Cette marginalisation du SD (Sverigedemokraterna) sur l’échiquier politique n’est pas foncièrement nouvelle dans la vie politique Suédoise. Depuis sa création dans les années 1980, il est profondément marginal et mis de côté par les partis du bord opposé et par ceux du même bord politique. Originellement, ce parti à la droite des conservateurs laisse sceptique ses concurrents à cause de ses racines dans l’extrême droite et les mouvements néonazis. Bien que le SD se soit détaché de ces racines par différentes purges en son sein, il est toujours perçu comme radical et il est généralement exclu dans un système parlementariste où le rassemblement de partis en alliance et en coalition est nécessaire pour accéder à l’exécutif depuis une dizaine d’années. On a d’ailleurs vu lors des élections de 2010, les deux blocs promettre à leurs électeurs de ne pas collaborer et de ne pas gouverner grâce à l’aide du SD. Depuis le début des années 2000, le parti a grandi jusqu’à l’obtention de près de 13% des voix aux élections du Riksdag en 2014. Progression fulgurante puisque lorsque le SD entre pour la première fois au Riksdag en 1998 il n’obtient que 0,4% des votes tandis qu’aux dernières législatives il a obtenu 12,9% des votes[1]. Le plus intéressant est de voir comment ce parti récupère des électeurs des deux bords, mais obtient aussi des votes des abstentionnistes.
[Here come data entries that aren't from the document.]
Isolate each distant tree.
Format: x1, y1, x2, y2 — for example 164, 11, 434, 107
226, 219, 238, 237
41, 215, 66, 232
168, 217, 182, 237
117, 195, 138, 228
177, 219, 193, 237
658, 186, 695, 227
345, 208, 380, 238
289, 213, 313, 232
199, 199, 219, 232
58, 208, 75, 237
C’est en ce point précisément qu’il est dangereux pour les autres partis d’autant plus dans ce contexte où la question migratoire fait polémique en Suède, et sur laquelle le SD semble démontrer une réactivité forte, notamment à travers ce projet d’amendement.
Il est néanmoins un acteur que les partis traditionnels doivent désormais prendre en compte. En effet depuis quelques années, le parti s’est illustré comme une sorte d’arbitre[2] dans la vie politique suédoise. Ce rôle, il l’a mis en pratique en 2014 lors du vote de la proposition du budget du nouveau gouvernement Löfven. En pratique, chaque parti vote pour sa proposition budgétaire pour le gouvernement. Généralement, le parti minoritaire au gouvernement obtient son budget. Les démocrates suédois ont fait figure de force en votant dans un premier temps pour leur proposition puis pour celle de l’opposition ayant pour conséquence que le gouvernement Löfven n’est pas parvenu à faire accepter son budget. Le premier ministre social-démocrate à la tête d’un gouvernement de coalition avec les verts a immédiatement décidé en réaction de convoquer des élections anticipées pour le début de l’année suivante, mesure drastique non utilisée depuis 1959[3] pour répondre à ce « séisme politique ». Afin d’éviter ces élections, on a vu le gouvernement et l’Alliance (composée du parti du centre, du parti libéral, des démocrates chrétiens et du parti conservateur) s’adapter et convenir d’un nouvel usage pour l’adoption d’un budget. Le but premier de ce consensus, semble-t-il, est de neutraliser ce rôle d’arbitre[4] des démocrates suédois. Ainsi, il faut voir le rejet de la motion sur la déchéance de nationalité comme étant inscrit dans cette dynamique de rejet d’un parti qui vient mettre un frein au fonctionnement traditionnel du système de coalition.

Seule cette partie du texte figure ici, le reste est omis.